Background information/Scenario

On 8 June 2017, Article 29 Data Protection Working Party (“A29WP”) adopted Opinion 2/2017 on personal data processing at work. Building on and complementing previous guidelines (namely Opinion 8/2001 and the 2002 Working Document on the surveillance of electronic communications in the workplace), the Opinion makes a new assessment of the balance between legitimate interests of employers and privacy expectations of employees, in view of recent technological progresses enabling increasingly invasive employees’ personal data processing.

Main issue

New technologies or new developments of existing technologies create new avenues for more systematic and intrusive data processing at work. These progresses, while reducing the cost and the visibility of the data processing performed by employers, increase its capacity and amplify the risk of further processing and of pervasive analysis of metadata. New business models and an increase in the practice of remote work create new challenges to employees’ (and their family’s) privacy and data protection. A29WP made clear that a new assessment is required for the purposes of balancing, on one side, the legitimate interest of the employer to perform specific data processing and, on the other side, the employees’ right to privacy, any time an employment relationship is in place, regardless of the type of contract on which the employment relationship is based on.

The Opinion highlights the dependency resulting from the employment relationship, which impairs the chance of a freely given consent by the interested subjects (the employees). Consequently, employers will have to rely on different legal grounds for processing, for example on a legitimate interest (e.g. improvement of efficiency or protection of company assets), combined with a proportionality test assessing the necessity of that processing to achieve the sought legitimate purpose, and the proof that the risk to privacy is minimized by the adoption of adequate measures.

The Opinion refers both to the employers’ obligations deriving from the Directive 95/46/EC (Data Protection Directive, DPD) and to the additional obligations rising from the Regulation 2016/679 (General Data Protection Regulation, GDPR).

With regards to the DPD, A29WP underlines the necessity to apply three principles:

  • Legal grounds for data processing (Art.7), namely consent (in residual cases), performance of a contract, legal obligations, or legitimate interest.
  • Transparency in data processing (Art. 10 – 11), which entails the obligation to inform employees of the existence of any monitoring, its purposes and any other information necessary to guarantee fair processing.
  • Prohibition of automated decisions (Art.15), according to which data subjects hold the right not to be subject to a decision based solely on automated processing, where that decision produces legal effects or similarly significantly affects them.
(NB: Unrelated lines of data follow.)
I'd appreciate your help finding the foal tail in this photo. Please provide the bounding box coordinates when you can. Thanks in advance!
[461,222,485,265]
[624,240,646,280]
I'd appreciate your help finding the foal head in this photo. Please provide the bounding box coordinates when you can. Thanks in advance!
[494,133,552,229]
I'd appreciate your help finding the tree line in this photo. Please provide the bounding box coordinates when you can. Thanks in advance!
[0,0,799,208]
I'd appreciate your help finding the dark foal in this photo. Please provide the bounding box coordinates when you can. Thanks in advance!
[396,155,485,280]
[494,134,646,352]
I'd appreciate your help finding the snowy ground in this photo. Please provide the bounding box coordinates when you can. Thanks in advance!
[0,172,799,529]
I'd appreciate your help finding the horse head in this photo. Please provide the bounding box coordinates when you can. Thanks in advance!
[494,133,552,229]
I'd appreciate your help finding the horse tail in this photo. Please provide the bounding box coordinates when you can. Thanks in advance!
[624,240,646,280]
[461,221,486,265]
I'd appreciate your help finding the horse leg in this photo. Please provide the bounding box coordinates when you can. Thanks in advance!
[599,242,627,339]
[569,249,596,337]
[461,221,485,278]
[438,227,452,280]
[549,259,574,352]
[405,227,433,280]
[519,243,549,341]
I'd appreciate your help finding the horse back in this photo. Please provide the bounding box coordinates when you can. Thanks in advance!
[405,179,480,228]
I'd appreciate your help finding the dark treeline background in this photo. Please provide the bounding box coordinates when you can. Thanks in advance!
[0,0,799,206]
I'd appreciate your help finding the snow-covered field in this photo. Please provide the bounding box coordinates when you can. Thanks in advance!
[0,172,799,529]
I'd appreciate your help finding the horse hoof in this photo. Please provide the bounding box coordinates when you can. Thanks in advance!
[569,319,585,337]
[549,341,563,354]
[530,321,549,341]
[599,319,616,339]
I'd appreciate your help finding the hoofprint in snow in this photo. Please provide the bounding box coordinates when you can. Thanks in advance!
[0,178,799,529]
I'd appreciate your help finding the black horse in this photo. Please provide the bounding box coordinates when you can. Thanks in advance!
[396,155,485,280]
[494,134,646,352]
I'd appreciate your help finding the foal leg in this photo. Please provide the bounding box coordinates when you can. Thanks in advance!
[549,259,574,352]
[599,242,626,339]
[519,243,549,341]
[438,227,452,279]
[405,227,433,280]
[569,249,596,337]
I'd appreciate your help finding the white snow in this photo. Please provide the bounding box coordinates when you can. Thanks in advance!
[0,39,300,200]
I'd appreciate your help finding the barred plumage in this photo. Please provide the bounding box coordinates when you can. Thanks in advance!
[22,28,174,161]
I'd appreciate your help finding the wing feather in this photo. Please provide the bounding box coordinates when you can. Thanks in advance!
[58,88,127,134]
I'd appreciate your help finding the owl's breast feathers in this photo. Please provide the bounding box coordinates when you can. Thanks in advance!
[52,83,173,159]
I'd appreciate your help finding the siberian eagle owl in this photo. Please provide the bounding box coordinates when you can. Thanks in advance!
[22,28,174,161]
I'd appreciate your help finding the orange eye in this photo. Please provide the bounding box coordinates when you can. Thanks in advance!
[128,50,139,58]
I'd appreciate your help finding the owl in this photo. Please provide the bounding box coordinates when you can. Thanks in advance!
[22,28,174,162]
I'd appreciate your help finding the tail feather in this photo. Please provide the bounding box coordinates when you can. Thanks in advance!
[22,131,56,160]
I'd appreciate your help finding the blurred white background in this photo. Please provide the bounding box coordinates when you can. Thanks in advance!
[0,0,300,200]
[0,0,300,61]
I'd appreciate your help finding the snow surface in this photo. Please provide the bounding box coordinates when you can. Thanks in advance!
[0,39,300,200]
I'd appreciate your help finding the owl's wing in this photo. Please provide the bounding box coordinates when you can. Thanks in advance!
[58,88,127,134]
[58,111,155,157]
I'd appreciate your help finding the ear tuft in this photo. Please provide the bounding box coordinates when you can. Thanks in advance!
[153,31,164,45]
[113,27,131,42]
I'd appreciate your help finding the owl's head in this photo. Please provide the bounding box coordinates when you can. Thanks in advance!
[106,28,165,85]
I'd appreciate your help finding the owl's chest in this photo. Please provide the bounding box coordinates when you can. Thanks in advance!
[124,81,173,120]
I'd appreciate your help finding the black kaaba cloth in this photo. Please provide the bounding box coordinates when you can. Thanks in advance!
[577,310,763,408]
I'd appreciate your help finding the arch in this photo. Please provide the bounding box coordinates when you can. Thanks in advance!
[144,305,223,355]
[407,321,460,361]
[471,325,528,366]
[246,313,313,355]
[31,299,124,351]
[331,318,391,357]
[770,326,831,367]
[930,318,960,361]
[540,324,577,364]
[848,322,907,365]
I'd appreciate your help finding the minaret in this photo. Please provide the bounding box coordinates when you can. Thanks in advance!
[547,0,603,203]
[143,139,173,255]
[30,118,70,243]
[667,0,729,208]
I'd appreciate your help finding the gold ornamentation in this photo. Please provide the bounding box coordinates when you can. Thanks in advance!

The GDPR strengthens these principles with new obligations for the data controllers, including employers:

  • Employers need to implement data protection by design and by default towards their employees (Art. 25);
  • they have to carry out a Data Protection Impact Assessment (DPIA) where a type of processing, in particular using new technologies, and taking into account the nature, scope, context and purposes of the processing itself, is likely to result in a high risk to the rights and freedoms of the employee (Art. 35);
  • member States may provide for more specific rules to ensure stricter privacy protection (Art. 88).

The A29WP presented a series of scenarios of data processing at work in order to illustrate possible new breaches of employees’ privacy, for example describing the risks associated with the “bring your own device” practice and the use by employees of wearable devices provided by their employers.

Practical actions

As stressed in the Opinion’s conclusions, employers have to be aware that:

  • Electronic communications made from business premises enjoy the same protections as analogue communications, being covered by the notions of “private life” and “correspondence” within the meaning of Article 8 paragraph 1 of the European Convention.
  • According to the DPD, employers may only collect employees’ data for legitimate purposes, with their processing taking place under appropriate conditions and with an adequate legal basis for the processing.
  • Given the imbalance of power of the employment relationship in itself, consent is unlikely to be a legal basis for data processing at work. Employers will have to rely on other legal grounds, such as performance of a contract or legitimate interests, being the processing strictly necessary and complying with the principles of proportionality, and minimization.
  • Employees should be informed about possible monitoring, its purposes and circumstances, and should be free to refuse their data being captured by monitoring technologies. Policies and rules concerning legitimate monitoring should be elaborated with representative sample of employees, and be clear and readily accessible.
  • Employers must take the principle of data minimisation into account when deciding on the deployment of new technologies.
  • Employers should consider enabling employees to designate certain private spaces to which the employer may not gain access under any circumstances.
  • Any international transfer of employee data should take place only where an adequate level of protection is ensured.